Why on earth would you want to do this? This is a typical question my peers ask me sometimes. My answer, more often than not, is just: “I like to reinvent the wheel…I’m masochistic like that”. But that is not the truth. Not the whole truth, at least.
Sure…I do like reinventing the wheel (and don’t even get me started on that whole masochism thing). Sitting at the desk for hours and hours trying to wrap your head around a topic you don’t understand…it is, in my opinion, the best possible way of getting to know a technology and truly understanding it.
Reinventing the wheel can teach you so much. It leads to, sometimes unplanned, innovation and keeps your grey matter working. This world needs people who reinvent the wheel. (Please don’t actually reinvent the wheel…that would be stupid, right?)
I’m not saying that any of my projects will lead to anything or are in any way better than existing solutions, but they allow me to understand a specific technology better and might allow people who are already familiar with said technology to get a new, fresh viewpoint on a specific topic.
I have previously made some attempts at writing my own instruction set and VM but I have always failed. Not because I lacked the theoretical knowledge or anything, but much rather because I lacked the deep understanding. I always got too experimental. This time around, I tried a different approach: start with what you know, go on from there.
But what is an instruction set?
An instruction set is a group of commands for a CPU in machine language. The term can refer to all possible instructions for a CPU or a subset of instructions to enhance its performance in certain situations.
An instruction set consists of opcodes. An opcode is a byte that signifies the operation to be executed. Many instruction sets are developed not to be executed by a physical CPU, but rather by a VM (or Virtual Machine).
And what is a VM?
A virtual machine is a program that simulates a CPU that implements an instruction set. A desktop CPU implements the x86 instruction set in hardware (the CPU is wired to implement the instruction set). A hypervisor like VirtualBox also implements the x86 instruction set but does this in software.
Some VM’s run instruction sets that are designed to not run on hardware, but just on software in a virtual machine. These VM’s are often called language runtimes.
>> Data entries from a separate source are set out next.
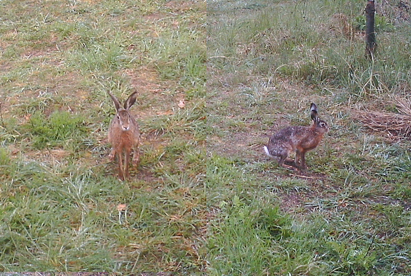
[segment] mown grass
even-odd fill
[[[203,272],[205,3],[0,6],[0,271]],[[108,90],[139,91],[127,182]]]
[[[410,30],[398,15],[408,12],[377,4],[385,16],[370,61],[356,29],[366,4],[209,4],[210,275],[411,272],[409,141],[371,132],[355,116],[407,98]],[[306,171],[279,168],[261,145],[282,127],[308,125],[311,102],[330,132]]]

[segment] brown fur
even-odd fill
[[[310,126],[288,126],[283,128],[270,137],[264,146],[266,153],[271,157],[280,158],[278,164],[282,165],[291,152],[296,152],[295,165],[306,168],[305,153],[313,150],[328,131],[327,123],[318,118],[316,106],[311,104]]]
[[[136,167],[140,161],[138,149],[140,131],[138,124],[129,112],[130,107],[136,102],[137,92],[130,95],[124,103],[124,108],[120,106],[120,102],[114,95],[110,92],[107,93],[111,97],[117,111],[108,127],[108,142],[113,146],[108,158],[113,160],[117,155],[119,164],[119,178],[123,180],[124,175],[127,178],[130,177],[128,163],[133,149],[134,149],[133,165]],[[124,170],[122,156],[123,152],[125,155]]]

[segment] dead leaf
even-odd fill
[[[184,102],[184,99],[180,100],[180,102],[178,103],[178,105],[179,107],[182,109],[185,107],[185,103]]]

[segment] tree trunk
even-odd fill
[[[365,54],[370,59],[374,56],[374,51],[377,48],[376,33],[374,31],[375,11],[374,0],[368,0],[365,7]]]

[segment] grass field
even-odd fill
[[[0,7],[0,271],[204,271],[206,3]],[[128,181],[108,90],[139,93]]]
[[[411,273],[411,143],[358,119],[409,102],[401,3],[377,2],[369,61],[366,1],[208,2],[208,274]],[[262,145],[311,102],[330,131],[306,170],[279,167]]]

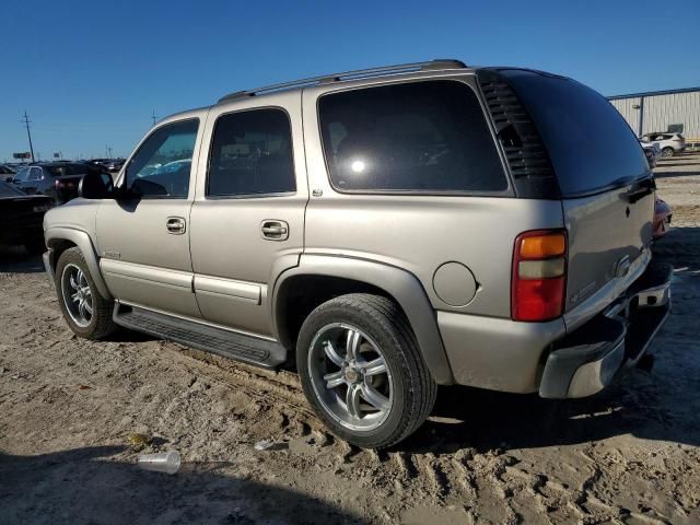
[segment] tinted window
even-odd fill
[[[30,176],[30,168],[26,166],[20,167],[14,175],[14,179],[19,182],[24,182],[24,180],[27,180],[28,176]]]
[[[541,135],[564,196],[649,173],[637,137],[600,94],[571,79],[515,70],[504,74]]]
[[[460,82],[329,94],[318,112],[330,178],[340,190],[508,189],[476,94]]]
[[[294,191],[289,118],[281,109],[223,115],[217,120],[209,161],[209,196]]]
[[[18,197],[24,195],[16,188],[13,188],[9,184],[0,180],[0,197]]]
[[[186,198],[198,127],[191,119],[153,131],[127,167],[127,186],[144,198]]]

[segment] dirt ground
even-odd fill
[[[77,339],[39,259],[1,249],[0,523],[700,523],[700,155],[656,172],[676,270],[653,370],[565,402],[443,388],[378,454],[324,432],[290,372]],[[180,471],[140,470],[132,432]]]

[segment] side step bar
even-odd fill
[[[277,342],[118,302],[112,317],[125,328],[266,369],[278,366],[287,359],[287,350]]]

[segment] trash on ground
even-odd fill
[[[139,432],[133,432],[127,435],[127,441],[129,442],[129,445],[131,445],[131,448],[133,448],[135,451],[140,451],[149,443],[151,443],[151,438]]]
[[[282,448],[289,448],[289,443],[275,440],[261,440],[253,445],[253,448],[256,451],[281,451]]]
[[[179,470],[180,459],[177,451],[141,454],[139,467],[153,472],[175,474]]]

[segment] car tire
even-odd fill
[[[115,331],[114,302],[97,290],[80,248],[69,248],[58,258],[55,284],[63,317],[77,336],[103,339]]]
[[[341,295],[314,310],[299,334],[296,366],[318,417],[361,447],[406,439],[435,402],[438,386],[408,319],[381,295]]]

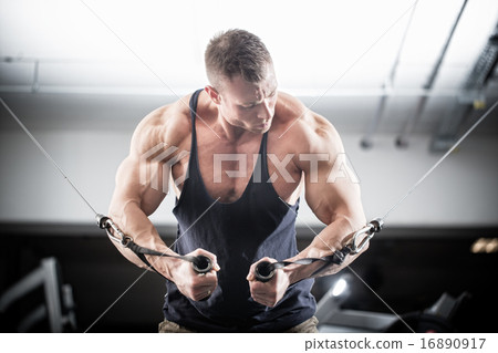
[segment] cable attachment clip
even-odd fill
[[[362,251],[370,239],[372,239],[376,232],[380,232],[382,230],[383,226],[384,221],[382,220],[382,218],[375,218],[371,220],[365,227],[356,231],[351,242],[346,245],[346,247],[351,249],[351,253],[359,253],[360,251]]]
[[[123,248],[126,248],[129,241],[132,241],[132,238],[121,231],[121,229],[117,228],[116,224],[113,222],[113,220],[107,216],[97,214],[95,216],[95,219],[97,221],[98,228],[104,229],[107,236],[115,242],[118,242]],[[111,228],[114,230],[114,233],[111,231]]]

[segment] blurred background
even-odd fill
[[[280,91],[334,124],[369,219],[498,100],[491,0],[1,0],[0,9],[1,98],[103,214],[134,127],[207,84],[204,49],[221,30],[259,35]],[[156,332],[163,280],[149,273],[132,285],[142,271],[3,106],[0,116],[2,332]],[[498,108],[390,215],[351,270],[317,281],[323,331],[387,330],[394,311],[415,313],[412,325],[437,319],[437,330],[497,332],[497,136]],[[174,201],[168,195],[152,216],[167,243]],[[300,247],[322,228],[303,203]],[[340,280],[349,290],[331,295]]]

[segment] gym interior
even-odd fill
[[[204,49],[230,28],[335,126],[367,220],[384,218],[315,280],[320,332],[498,331],[498,3],[252,3],[0,1],[1,332],[157,332],[164,279],[71,183],[107,212],[134,128],[207,84]],[[172,194],[151,216],[167,245]],[[299,248],[323,227],[301,197]]]

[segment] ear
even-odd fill
[[[218,93],[218,91],[216,91],[214,86],[208,85],[205,87],[205,91],[215,104],[221,104],[221,95]]]

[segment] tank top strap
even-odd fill
[[[197,102],[199,101],[200,92],[204,89],[199,89],[190,97],[188,106],[190,108],[190,120],[191,120],[191,143],[190,143],[190,158],[188,163],[188,175],[193,176],[191,169],[197,167],[197,133],[196,133],[196,117],[197,117]]]

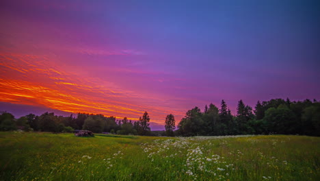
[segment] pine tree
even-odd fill
[[[176,128],[176,121],[172,114],[167,115],[165,117],[165,128],[167,136],[174,136],[174,130]]]
[[[150,133],[150,117],[148,112],[146,111],[142,116],[142,118],[139,119],[139,130],[138,134],[140,135],[148,135]]]
[[[260,101],[258,101],[254,108],[254,114],[256,114],[256,120],[263,119],[265,117],[265,110]]]

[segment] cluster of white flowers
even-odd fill
[[[84,156],[82,156],[82,158],[87,158],[88,159],[91,159],[92,157],[89,156],[88,155],[84,155]]]
[[[123,153],[121,152],[121,151],[118,151],[118,152],[116,153],[114,153],[114,156],[110,158],[105,158],[103,159],[103,161],[105,161],[106,162],[106,165],[107,165],[107,169],[110,169],[111,167],[114,167],[114,165],[112,165],[112,160],[116,160],[116,158],[117,157],[117,156],[122,156],[123,155]],[[120,157],[120,158],[122,158],[122,157]]]
[[[221,142],[217,143],[219,146],[228,146],[228,139],[224,138],[239,136],[251,136],[251,135],[158,139],[152,143],[142,144],[142,152],[148,154],[147,156],[151,162],[161,158],[161,159],[165,158],[166,163],[170,163],[175,158],[186,158],[185,162],[183,164],[182,172],[194,180],[198,180],[199,174],[204,172],[212,174],[213,177],[216,176],[221,180],[226,179],[229,176],[229,171],[235,170],[232,168],[234,165],[227,163],[224,157],[219,155],[207,156],[212,146],[217,144],[216,141],[211,140],[221,139]],[[205,144],[203,144],[204,142]],[[239,156],[243,155],[240,150],[229,154],[237,154]]]

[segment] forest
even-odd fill
[[[237,112],[232,114],[226,101],[219,108],[210,104],[202,111],[195,107],[176,125],[174,116],[163,119],[164,131],[152,132],[150,117],[147,112],[137,121],[124,117],[103,114],[78,113],[70,117],[45,112],[40,116],[29,114],[18,119],[3,111],[0,115],[0,130],[72,132],[75,130],[88,130],[95,133],[133,134],[142,136],[222,136],[240,134],[300,134],[320,136],[320,102],[291,101],[289,99],[272,99],[258,101],[253,109],[239,101]]]

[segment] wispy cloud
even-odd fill
[[[84,76],[77,70],[66,71],[46,56],[0,53],[1,101],[133,120],[147,110],[152,115],[152,121],[159,123],[163,123],[167,113],[183,114],[157,106],[155,103],[161,105],[163,101],[157,97],[141,95],[99,77]]]

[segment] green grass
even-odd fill
[[[320,180],[320,138],[0,132],[0,180]]]

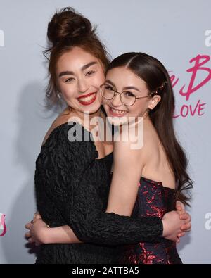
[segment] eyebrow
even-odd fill
[[[81,70],[84,71],[84,70],[87,70],[87,68],[91,67],[91,65],[93,65],[95,64],[97,64],[97,62],[93,61],[93,62],[88,63],[88,64],[82,66],[82,68],[81,68]],[[73,71],[69,71],[69,70],[63,71],[63,72],[60,72],[60,74],[58,75],[58,77],[60,77],[61,76],[63,76],[63,75],[74,75],[74,72],[73,72]]]
[[[105,82],[110,83],[112,86],[115,87],[115,84],[112,81],[109,80],[108,79],[107,79]],[[139,89],[134,86],[127,86],[127,87],[124,87],[124,88],[123,88],[123,90],[129,90],[129,89],[134,89],[134,90],[140,91],[140,90],[139,90]]]

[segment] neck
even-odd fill
[[[68,107],[69,109],[69,118],[71,119],[72,118],[72,120],[73,121],[77,121],[75,120],[74,118],[79,118],[81,120],[81,122],[82,125],[88,130],[91,131],[94,127],[95,127],[96,125],[98,125],[98,121],[94,121],[94,124],[93,123],[91,125],[90,122],[91,120],[95,118],[95,117],[98,117],[98,118],[102,118],[103,120],[104,118],[103,117],[103,113],[101,112],[101,108],[95,113],[91,113],[91,114],[86,114],[84,113],[78,111],[77,110],[72,109],[71,107]]]

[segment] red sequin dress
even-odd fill
[[[175,209],[175,191],[163,187],[162,182],[141,177],[132,217],[163,215]],[[161,242],[140,242],[128,246],[122,263],[132,264],[181,264],[176,243],[163,239]]]

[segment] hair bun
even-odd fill
[[[54,14],[48,25],[47,36],[54,46],[64,39],[76,38],[91,32],[90,21],[72,8],[67,7]]]

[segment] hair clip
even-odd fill
[[[168,84],[168,82],[167,82],[167,81],[165,81],[165,82],[162,83],[162,84],[158,89],[162,90],[163,88],[165,87],[165,86],[166,84]]]

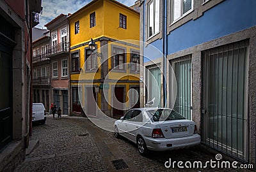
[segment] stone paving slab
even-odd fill
[[[113,133],[100,129],[89,119],[63,116],[52,119],[47,116],[45,125],[33,126],[31,140],[40,145],[15,171],[253,171],[241,169],[179,169],[166,168],[169,160],[215,160],[220,152],[206,146],[166,152],[151,152],[147,156],[138,153],[136,146]],[[223,159],[234,161],[223,155]],[[111,162],[122,159],[127,169],[115,170]]]

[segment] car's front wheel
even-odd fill
[[[116,137],[116,138],[120,138],[118,129],[117,128],[116,125],[115,126],[115,137]]]
[[[140,154],[145,155],[148,153],[146,143],[141,136],[140,136],[137,140],[137,146]]]

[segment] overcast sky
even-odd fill
[[[44,25],[61,13],[73,13],[92,0],[42,0],[42,15],[39,15],[40,24],[38,28],[46,29]],[[136,0],[117,0],[117,1],[130,6],[134,4]]]

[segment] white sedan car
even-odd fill
[[[200,143],[196,125],[168,108],[131,109],[115,122],[115,136],[136,143],[141,154],[148,150],[164,151]]]

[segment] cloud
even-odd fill
[[[36,27],[45,29],[44,25],[61,13],[73,13],[87,4],[92,0],[42,0],[43,13],[39,16],[40,24]],[[136,0],[117,0],[130,6]]]

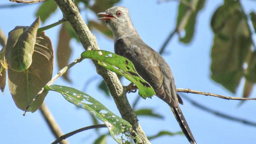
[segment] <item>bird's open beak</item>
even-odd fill
[[[106,13],[106,12],[99,13],[97,15],[102,16],[102,17],[99,18],[99,20],[108,20],[115,18],[112,15]]]

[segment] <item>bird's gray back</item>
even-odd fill
[[[178,99],[172,71],[157,52],[140,38],[127,36],[115,42],[115,52],[132,62],[137,72],[152,86],[157,96],[171,106],[177,106]]]

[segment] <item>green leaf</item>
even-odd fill
[[[29,27],[17,26],[9,33],[5,57],[10,68],[22,72],[31,65],[40,22],[38,17]]]
[[[89,8],[97,14],[113,7],[115,4],[119,3],[120,0],[95,0],[94,2],[93,5],[89,6]]]
[[[99,137],[95,141],[94,141],[93,144],[106,144],[108,139],[108,134],[103,134]]]
[[[157,138],[161,136],[175,136],[175,135],[183,135],[183,132],[182,131],[178,132],[172,132],[169,131],[162,131],[158,132],[158,134],[152,136],[148,136],[148,140],[152,140],[154,138]]]
[[[243,76],[243,64],[252,47],[250,28],[239,1],[225,1],[214,13],[211,28],[211,78],[234,93]]]
[[[101,66],[124,76],[138,87],[139,94],[143,99],[156,95],[154,89],[140,76],[128,59],[105,51],[87,51],[82,53],[81,57],[97,60]]]
[[[135,111],[134,113],[138,116],[147,116],[161,119],[164,118],[163,115],[154,113],[152,109],[140,109]]]
[[[108,127],[112,137],[119,143],[133,143],[138,140],[131,124],[110,111],[103,104],[91,96],[73,88],[51,85],[45,86],[47,90],[53,90],[62,94],[65,99],[73,104],[88,111],[102,121]],[[134,137],[133,136],[136,136]]]
[[[4,56],[5,47],[0,51],[0,90],[4,93],[6,82],[6,69],[8,65]]]
[[[9,90],[16,106],[25,110],[28,103],[51,80],[53,68],[53,51],[51,40],[44,32],[38,33],[32,63],[22,72],[8,70]],[[46,95],[42,93],[30,106],[28,111],[40,108]]]
[[[53,0],[45,1],[42,3],[36,13],[36,17],[41,18],[42,22],[44,23],[57,10],[57,4]]]
[[[190,3],[191,1],[188,0],[185,0],[185,1],[189,3]],[[195,26],[196,24],[197,15],[199,11],[204,7],[205,2],[205,0],[198,0],[196,6],[195,6],[195,11],[193,11],[191,13],[189,17],[188,18],[185,17],[185,16],[187,15],[186,12],[187,10],[191,8],[189,8],[187,5],[184,4],[181,2],[180,3],[180,4],[179,6],[179,13],[177,19],[176,28],[180,27],[179,26],[181,24],[180,22],[182,22],[182,20],[184,20],[184,19],[188,19],[187,23],[184,28],[186,32],[186,35],[184,37],[180,38],[180,42],[185,44],[188,44],[191,41],[193,36],[194,35]]]
[[[71,37],[66,29],[68,23],[64,22],[59,33],[59,40],[57,46],[57,64],[59,69],[61,69],[68,64],[71,56],[72,49],[69,44]],[[68,70],[63,75],[67,81],[71,82],[68,77]]]
[[[256,32],[256,13],[254,12],[252,12],[250,13],[250,16],[251,16],[251,20],[254,28],[254,31]]]

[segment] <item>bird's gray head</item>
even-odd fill
[[[115,42],[120,38],[127,36],[134,35],[138,36],[131,20],[127,8],[124,6],[114,6],[98,15],[103,16],[99,19],[105,20],[106,23],[112,30]]]

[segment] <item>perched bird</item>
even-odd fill
[[[115,40],[115,52],[132,62],[137,72],[147,81],[156,95],[170,107],[181,129],[191,143],[195,138],[179,106],[182,100],[176,91],[173,76],[163,58],[147,45],[133,27],[128,9],[114,6],[98,15],[111,29]]]

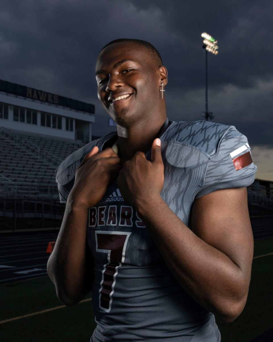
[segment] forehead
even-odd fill
[[[101,51],[97,60],[96,69],[109,67],[125,58],[149,66],[153,64],[150,54],[145,47],[133,42],[120,42],[109,45]]]

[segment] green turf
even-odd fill
[[[273,239],[254,241],[254,256],[272,252]],[[227,324],[216,319],[221,342],[249,342],[273,327],[273,254],[253,260],[243,312]],[[63,305],[47,276],[2,284],[0,293],[0,321]],[[90,301],[0,324],[0,341],[88,342],[96,325]]]

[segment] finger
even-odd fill
[[[99,153],[100,157],[109,157],[119,156],[114,151],[111,147],[107,147],[107,148],[103,150]]]
[[[78,168],[80,168],[81,166],[82,166],[83,165],[84,165],[85,163],[90,158],[91,158],[91,157],[93,157],[93,156],[95,155],[96,154],[99,150],[99,148],[97,146],[94,146],[91,151],[89,152],[88,153],[86,154],[84,156],[84,158],[82,160],[81,163],[80,164],[78,167]]]
[[[156,144],[157,142],[158,142],[159,143],[159,145]],[[155,162],[156,163],[163,163],[161,153],[161,142],[160,139],[158,138],[155,139],[153,142],[151,154],[151,161],[152,162]]]

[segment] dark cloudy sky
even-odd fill
[[[108,116],[94,76],[101,48],[136,38],[152,43],[168,71],[171,120],[203,119],[202,32],[218,40],[208,54],[213,121],[247,137],[256,177],[273,180],[273,2],[269,0],[25,0],[1,1],[0,79],[95,106],[93,134],[107,133]],[[109,132],[115,130],[109,129]]]

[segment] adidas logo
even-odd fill
[[[117,195],[117,194],[118,194]],[[118,188],[115,191],[114,191],[106,199],[106,202],[113,202],[115,201],[124,201],[123,198]]]

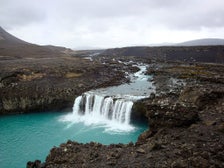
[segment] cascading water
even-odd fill
[[[82,122],[93,127],[104,127],[109,132],[130,132],[133,102],[122,98],[86,92],[75,99],[73,113],[62,120]]]
[[[73,113],[66,115],[62,121],[70,125],[81,122],[91,127],[103,127],[110,133],[134,130],[135,127],[130,123],[133,102],[155,92],[149,80],[151,76],[144,74],[146,65],[138,67],[140,70],[130,75],[129,84],[92,90],[78,96]]]
[[[76,116],[100,116],[105,120],[128,125],[132,105],[132,101],[125,99],[113,100],[112,97],[85,93],[76,98],[73,114]]]

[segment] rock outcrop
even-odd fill
[[[135,144],[69,140],[50,151],[45,167],[223,167],[224,85],[201,80],[200,75],[183,80],[181,69],[174,64],[153,68],[160,87],[156,95],[134,106],[140,112],[134,116],[147,118],[150,125]],[[170,79],[176,85],[167,85]]]

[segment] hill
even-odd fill
[[[186,41],[177,44],[177,46],[211,46],[211,45],[224,45],[224,39],[206,38],[206,39]]]
[[[0,58],[46,58],[64,55],[70,51],[59,46],[40,46],[23,41],[0,27]]]
[[[224,63],[224,46],[124,47],[107,49],[104,56],[136,56],[151,60]]]

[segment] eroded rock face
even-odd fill
[[[193,77],[172,89],[166,82],[181,73],[167,67],[154,70],[157,94],[134,107],[141,112],[134,117],[144,115],[150,125],[137,143],[68,141],[51,150],[45,167],[223,167],[224,86]]]

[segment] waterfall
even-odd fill
[[[90,116],[92,119],[101,117],[119,124],[130,124],[133,102],[125,99],[115,99],[110,96],[84,93],[75,99],[73,114]]]

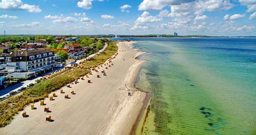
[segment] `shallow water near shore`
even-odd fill
[[[256,39],[133,40],[149,60],[135,86],[152,93],[137,134],[256,134]]]

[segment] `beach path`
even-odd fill
[[[107,76],[93,71],[93,75],[84,77],[84,80],[78,80],[79,83],[71,85],[72,88],[63,87],[65,93],[55,92],[57,97],[53,97],[54,101],[46,98],[45,105],[36,103],[37,109],[34,110],[27,106],[24,110],[29,116],[23,117],[22,112],[19,112],[10,124],[0,128],[0,134],[130,134],[143,107],[146,94],[137,92],[128,96],[127,91],[119,89],[125,88],[125,84],[133,83],[134,78],[127,77],[133,73],[136,76],[140,66],[139,61],[133,58],[138,53],[129,47],[128,43],[118,44],[121,51],[118,50],[119,54],[112,61],[113,66],[109,69],[105,69],[106,66],[104,66],[99,70],[104,68]],[[134,64],[137,68],[135,68]],[[97,75],[101,78],[97,78]],[[88,80],[92,83],[87,83]],[[71,94],[71,90],[76,94]],[[64,99],[67,94],[70,99]],[[44,112],[46,107],[49,107],[51,112]],[[45,120],[49,115],[53,120],[51,122]]]

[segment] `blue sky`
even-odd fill
[[[256,35],[256,0],[0,0],[7,34]]]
Some examples for this are the JVM or the CLR.
The JVM implements the Java Bytecode instruction set and is the core runtime for languages like Java, Scala or Clojure.
The CLR implements the IL instruction set and is the core runtime of the .NET framework.
And if these VMs are able to implement these instruction sets, hardware should be able to do so too, right? Surprisingly enough, Sun Microsystems (the company that used to develop the Java programming language) has attempted to do so. The project was called picoJava and apparently it even worked quite well!
Defining our own instruction set
So why would you actually define your own instruction set other than for learning purposes? The answer’s quite simple: speed. When writing interpreters, the first thing you do (some would even call it the naïve thing to do) is to run the commands from the abstract syntax tree. Comparing strings, creating dozens of objects and doing other nasty, performance-killing things in the process. While, in some cases, using tree-walk (that’s an interpreter that executes directly from the abstract syntax tree) is justified, in most cases, it isn’t.
The solution to this speed-problem is quite simple: before you run your interpreted code, you compile it to something called bytecode (an instruction set).
I have already defined an instruction set with opcodes. You can find the specification here.
So technically the human readable form isn’t the instruction set. It is what we call a mnemonic representation. My reference implementation (which is written in Go), for instance, doesn’t compile to bytecode but rather interprets this mnemonic representation line-by-line as I needed something to test the mnemonic representation of the instruction set on. A quick and dirty solution if you will. (Basically I just need it as a behavioral reference. So when I write the actual VM later on, I know how the bytecode should behave.)
But how would we actually go about implementing this? And how can we compile a language to our custom bytecode? This can be answered by a couple steps.
- Lex/Parse the source language
- Source language -> mnemonic representation
- Lex/Parse the mnemonic representation
- Mnemonic representation -> Byte representation
- Execute program byte-by-byte
The execution of the program is also fairly trivial. It is literally just an enormous switch statement on the opcode byte.
Since I now have a prototype of the instruction set, I will proceed with writing an actual VM that follows these steps. So there will definitely be a follow-up.
Oh and before I forget: I actually did finish My new home setup! But it was terribly unstable and I couldn’t be bothered to fix something in my config every other day. So I just stuck with Windows and WSL. I run all the docker stuff in VMware (I have my VMs running in bridged mode).